Foreign Affairs
Description
$12.95
ISBN 0-7737-5042-8
Author
Publisher
Year
Contributor
Ellen Pilon is a library assistant in the Patrick Power Library at Saint
Mary’s University in Halifax.
Review
Keath Fraser, author of the “enthusiastically acclaimed” volume of stories Taking Cover (1982), has again produced a brilliant work. He has an incredible command of language which he uses effortlessly, immediately engaging the reader’s attention and never letting go, even after the story has ended. These stories live with you; not only do you participate in each story — either through the character or as an interested observer — but, afterwards, you find yourself interpreting and reinterpreting the events. A crow will never be a crow per se again after Mr. Crow in “Here.” A waiter will never be taken lightly after “Waiting.” Fraser has the gift of planting pictures in his reader’s mind that are virtually indelible.

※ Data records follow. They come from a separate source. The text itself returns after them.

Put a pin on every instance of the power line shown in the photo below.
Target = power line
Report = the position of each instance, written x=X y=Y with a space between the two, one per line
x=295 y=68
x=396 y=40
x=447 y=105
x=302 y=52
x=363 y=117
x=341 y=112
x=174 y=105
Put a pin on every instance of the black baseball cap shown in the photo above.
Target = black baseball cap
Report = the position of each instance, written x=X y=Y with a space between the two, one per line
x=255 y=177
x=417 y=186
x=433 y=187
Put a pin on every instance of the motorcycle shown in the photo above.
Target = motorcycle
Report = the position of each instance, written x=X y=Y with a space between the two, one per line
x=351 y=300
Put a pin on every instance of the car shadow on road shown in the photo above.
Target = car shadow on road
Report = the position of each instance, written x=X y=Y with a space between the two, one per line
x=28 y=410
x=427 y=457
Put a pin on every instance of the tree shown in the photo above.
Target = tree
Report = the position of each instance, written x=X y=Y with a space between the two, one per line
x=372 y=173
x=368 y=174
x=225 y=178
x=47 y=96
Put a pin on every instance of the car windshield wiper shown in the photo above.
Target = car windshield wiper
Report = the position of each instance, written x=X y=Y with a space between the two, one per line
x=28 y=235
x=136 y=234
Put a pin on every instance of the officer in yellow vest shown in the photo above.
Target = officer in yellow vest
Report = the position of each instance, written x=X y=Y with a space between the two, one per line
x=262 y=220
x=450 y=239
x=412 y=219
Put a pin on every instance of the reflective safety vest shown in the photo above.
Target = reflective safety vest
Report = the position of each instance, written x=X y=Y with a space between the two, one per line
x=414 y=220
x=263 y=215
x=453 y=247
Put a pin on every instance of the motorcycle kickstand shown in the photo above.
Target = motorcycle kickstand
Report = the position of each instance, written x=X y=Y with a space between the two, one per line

“Waiting” is an amusing portrait of Rajam the waiter, who takes his profession seriously. In the hierarchy of waiters he is near the top; he visits Macdonalds to observe the lower echelon at work. Although proud of his work, he would rather be a full-time tennis player. Tennis language is blended into the narrative, which describes every imaginable aspect of waiting. In “The Emerald City,” the narrator has a gardening show on TV, a wife, a lover of ten years’ standing, and a highly sensitive nose. “Arlene says my rambling associations make me a hound in search of their gist.” These rambling associations permeate Fraser’s style in every story. They are never too rambling, nor do they stray too far from the subject, but they introduce delightful sequences of thought. “13 Ways of Listening to a Stranger” attests to Fraser’s skill in expressing many different characters’ thoughts at once.
Each of the seven stories and three novellas deserves lengthy discussion. Tennis, gardening, religious cults, female body builders, wealthy men, wilderness camping, multiple sclerosis, boarding houses, the war prisons in Cambodia, large families, India: Fraser knows these subjects, which are central to the stories, in incredible depth. With his command of language, Fraser describes these subjects brilliantly, using them as settings that his people experience. We feel the onslaught of MS with Silas in “Foreign Affairs.” In “Teeth” we react instinctively with Ted, committing the same atrocity and initiating the same disaster. In “History of Cambodia” we lie chained to the prison bed, our minds refusing to accept the horror. The stories are so full, the characters so multi-dimensional, their relationships and experiences so brilliantly portrayed, that you become familiar with these characters, you become part of them. You feel a need to reread and reread, certain that with different times and different moods you will learn even more with each reading.
This is literature at its very best, and Canada should be proud.